На кухне пахло роскошным обедом. Если есть в этом доме тот, кто мне хоть немного сочувствует, это, как ни странно, теща, Евгения Петровна. Мне позволено называть ее «тетя Женя». Значит, готовились к моему приходу, простили уже заранее. Приятно. Илья Иванович плотно закрыл дверь, достал из буфета, похожего на готический собор, пару стопок и графин с водкой. Разлил. Потребовал:
— Выпьем сначала.
Чокнулись, выпили.
— Стало быть, мириться пришел, — сказал он, шумно фыркнув, как старый морж.
— В общем, да, — подтвердил я. Илья Иванович помолчал.
— А ты знаешь, как она плакала? Каждую ночь ревела в подушку. Мы с матерью за эти две недели валерьянки выпили на полпенсии. Ложится спать и ревет…
Я виновато поморщился.
— Вот скажи: ты зачем работаешь? — Он снова наполнил стопки. — Для чего?
— В каком смысле?
— В прямом.
— Ну как… Я люблю свою работу, — замялся я. — И деньги неплохие в общем.

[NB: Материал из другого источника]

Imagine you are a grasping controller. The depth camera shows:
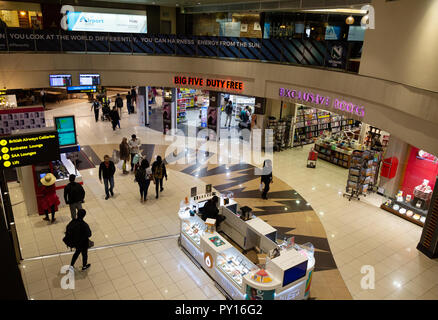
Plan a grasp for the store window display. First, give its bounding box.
[381,147,438,226]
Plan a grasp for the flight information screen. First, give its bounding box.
[49,74,71,87]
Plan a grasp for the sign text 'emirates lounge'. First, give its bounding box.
[278,88,365,117]
[173,76,243,91]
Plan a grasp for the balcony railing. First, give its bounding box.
[0,28,362,71]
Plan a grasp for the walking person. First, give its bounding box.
[129,134,141,172]
[115,93,123,119]
[135,159,151,203]
[64,174,85,220]
[260,160,274,200]
[99,155,116,200]
[91,99,100,122]
[119,138,129,174]
[110,106,120,131]
[66,209,91,271]
[126,91,132,114]
[225,100,233,128]
[152,156,167,199]
[40,173,61,223]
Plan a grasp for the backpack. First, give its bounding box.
[116,97,123,108]
[240,109,248,122]
[135,168,146,182]
[154,163,163,179]
[62,219,81,249]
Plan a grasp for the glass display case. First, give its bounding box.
[182,215,206,248]
[217,248,258,288]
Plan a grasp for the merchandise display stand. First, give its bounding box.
[178,192,315,300]
[292,105,355,147]
[344,150,381,200]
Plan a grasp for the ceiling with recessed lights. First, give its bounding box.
[91,0,371,14]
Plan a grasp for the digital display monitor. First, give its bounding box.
[49,74,71,87]
[54,116,77,147]
[324,26,341,40]
[67,12,147,33]
[283,260,307,287]
[67,86,97,93]
[295,23,304,33]
[79,74,100,86]
[347,26,365,41]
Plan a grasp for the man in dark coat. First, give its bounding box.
[67,209,91,271]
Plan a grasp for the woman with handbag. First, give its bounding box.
[40,173,61,223]
[260,160,274,200]
[67,209,94,271]
[119,138,130,174]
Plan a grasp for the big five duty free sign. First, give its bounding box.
[0,131,60,169]
[173,76,243,92]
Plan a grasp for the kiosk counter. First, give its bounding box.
[178,193,315,300]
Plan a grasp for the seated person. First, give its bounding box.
[200,196,225,228]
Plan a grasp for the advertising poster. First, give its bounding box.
[163,102,172,134]
[325,41,347,69]
[67,12,147,33]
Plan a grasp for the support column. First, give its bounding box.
[417,178,438,259]
[0,171,27,300]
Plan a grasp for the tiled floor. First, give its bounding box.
[11,99,438,299]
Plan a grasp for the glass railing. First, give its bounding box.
[0,28,361,72]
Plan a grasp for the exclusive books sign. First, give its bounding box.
[0,130,60,169]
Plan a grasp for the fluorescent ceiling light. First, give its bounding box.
[302,8,367,14]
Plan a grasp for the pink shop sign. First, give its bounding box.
[279,88,365,117]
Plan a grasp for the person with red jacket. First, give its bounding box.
[40,173,61,223]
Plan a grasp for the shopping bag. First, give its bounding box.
[113,150,120,163]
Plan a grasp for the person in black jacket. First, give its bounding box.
[152,156,167,199]
[99,155,116,200]
[67,209,91,271]
[110,107,120,131]
[202,196,225,227]
[64,174,85,219]
[260,160,274,200]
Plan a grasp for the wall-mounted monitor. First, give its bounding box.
[347,26,365,41]
[283,260,307,287]
[67,12,147,33]
[324,26,341,40]
[49,74,71,87]
[79,74,100,86]
[67,86,97,93]
[53,116,77,147]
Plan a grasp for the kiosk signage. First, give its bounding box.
[0,130,60,169]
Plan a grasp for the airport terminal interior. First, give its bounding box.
[0,0,438,300]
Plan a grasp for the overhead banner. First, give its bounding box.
[0,130,60,169]
[0,28,348,69]
[67,12,147,33]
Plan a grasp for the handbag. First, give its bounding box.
[259,182,264,191]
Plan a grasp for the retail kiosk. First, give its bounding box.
[17,115,83,215]
[178,192,315,300]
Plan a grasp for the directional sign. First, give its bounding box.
[0,131,60,169]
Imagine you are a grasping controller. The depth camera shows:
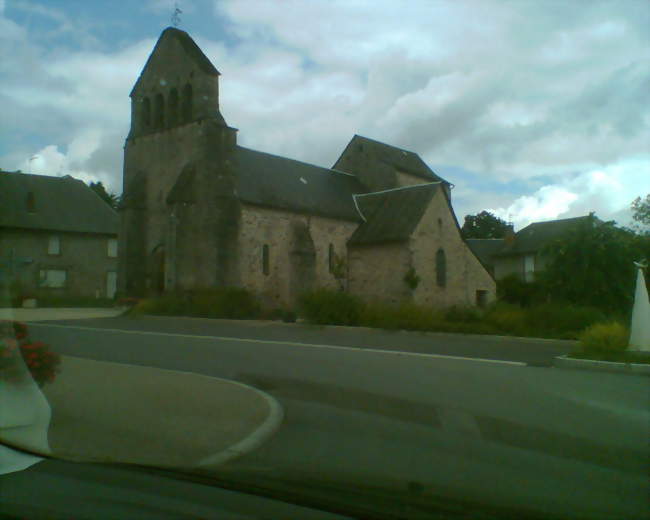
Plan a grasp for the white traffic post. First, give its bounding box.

— Во-во, деньги. — Заслуженный скульптор залпом проглотил водку, ловко влил ее прямо в желудок. — Только о них и думаешь. Деньги, деньги… Все мало тебе. Сколько человеку надо для счастья, скажи? Миллион? Миллиард?
— Но при чем тут…
— А при том! — Он с размаху грохнул кулаком по столу, так что даже графин подпрыгнул. Скульпторы, они сильные. — Ваше поколение вообще ни во что не верит, кроме денег. Расплодили торгашей, торгашескую эту психологию расплодили, а она как зараза, ко всем теперь липнет. Ну скажи прямо: во что ты веришь? Есть у тебя какая-нибудь идея в жизни? Мы тоже, знаешь, в свое время от зари до ночи вкалывали, жены нас не видели. Только мы новую жизнь строили, здоровье гробили на это. А ты — что ты строишь?
Тесть мой дядька умный, но демагог. Спорить с ним невозможно, не переспоришь. Навис над столом тяжелой тушей, уперся локтями — попробуй сдвинь.

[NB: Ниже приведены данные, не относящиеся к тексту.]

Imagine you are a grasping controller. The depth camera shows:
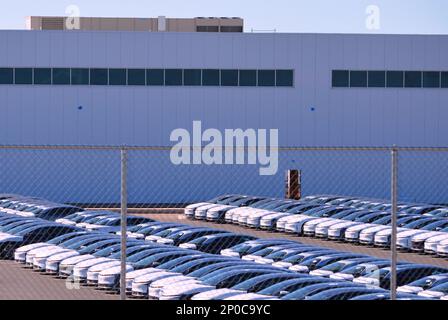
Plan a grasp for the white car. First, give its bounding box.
[303,218,335,237]
[73,257,117,281]
[59,254,97,277]
[356,225,390,245]
[397,274,448,294]
[45,250,79,274]
[418,283,448,300]
[191,288,245,301]
[131,270,180,297]
[148,275,200,300]
[397,229,434,251]
[437,239,448,257]
[424,234,448,254]
[344,223,380,243]
[159,282,215,300]
[126,268,162,294]
[327,221,361,240]
[97,261,134,290]
[314,219,355,238]
[33,247,76,271]
[87,260,124,289]
[14,242,54,263]
[237,209,273,228]
[223,293,280,301]
[194,204,226,220]
[259,212,293,230]
[284,214,319,235]
[184,202,211,218]
[412,231,445,253]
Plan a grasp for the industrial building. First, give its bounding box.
[0,18,448,203]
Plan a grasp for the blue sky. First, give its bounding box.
[0,0,448,34]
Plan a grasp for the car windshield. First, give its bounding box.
[431,282,448,294]
[47,234,77,244]
[409,277,448,290]
[320,261,353,273]
[258,279,304,296]
[79,240,119,254]
[421,221,448,231]
[405,219,434,229]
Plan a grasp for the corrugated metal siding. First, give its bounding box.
[0,31,448,202]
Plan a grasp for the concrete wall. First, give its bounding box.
[0,31,448,202]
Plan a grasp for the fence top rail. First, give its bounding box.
[0,145,448,152]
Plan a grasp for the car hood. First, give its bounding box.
[61,254,96,265]
[185,202,211,209]
[330,221,360,230]
[27,245,61,255]
[151,275,199,288]
[317,218,341,228]
[98,261,134,276]
[161,282,215,296]
[89,260,121,272]
[361,225,390,233]
[427,234,448,242]
[191,288,245,301]
[209,205,238,212]
[34,248,74,258]
[48,250,79,261]
[126,268,163,280]
[133,271,179,284]
[75,257,117,269]
[224,293,279,301]
[397,229,427,238]
[0,234,23,242]
[16,242,53,253]
[412,231,445,241]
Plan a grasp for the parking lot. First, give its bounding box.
[142,213,448,268]
[0,195,448,300]
[0,260,118,300]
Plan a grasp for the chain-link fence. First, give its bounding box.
[0,146,448,300]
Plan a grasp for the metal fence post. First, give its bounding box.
[390,147,398,300]
[120,147,128,300]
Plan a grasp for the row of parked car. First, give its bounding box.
[185,195,448,257]
[0,194,448,300]
[7,212,448,300]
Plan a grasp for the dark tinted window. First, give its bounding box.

— Ничего я не строю, Илья Иванович, — ответил я спокойно. — Мое дело — компьютер. А насчет идеи… вы меня простите, конечно, но идея у меня одна: я хочу, чтобы моей семье было хорошо. И все. Чтобы Таня и Маша ни в чем не нуждались.
— Вот им и хорошо! — проревел тесть, снова хватая графин за тонкое горлышко мускулистой ручищей. — Лучше некуда. Жена от него сбежала — это он, понимаешь, о ее счастье так позаботился! Заруби себе на носу: ни дочку, ни внучку я в обиду не дам, понял?! Нам с матерью каждая ее слеза знаешь во что обходится? Пей давай, что ты на меня уставился.
Мы помолчали, каждый подумал о своем.
— Илья Иванович, я сегодня первый день в отпуске. Хочу, чтобы мы все вместе поехали в Хаммарат, к морю. Так что все будет нормально, поверьте.
— Это где еще — Хаммарат? —
— В Северной Африке. Говорят, отличный курорт.
— Африка, Африка, — презрительно процедил он. — Черное море вас не устраивает, по заграницам хотите мотаться. Чтоб заразу там подцепить какую-нибудь.
— Напрасно вы волнуетесь…
— Такую страну развалили. — Тесть помотал мощной своей головой, поскрипел зубами. — Помню, Дом творчества в Гурзуфе — это ж рай, чего еще надо-то? Танька, она ведь в Гурзуфе, считай, выросла. Эх-хх… — Он задумчиво почесал седую грудь. — В общем, ты понял меня. Если семья на первом месте — значит, семья. Твои слова. Отвечать за них будешь как мужик. А за компьютером сидеть и дурак может.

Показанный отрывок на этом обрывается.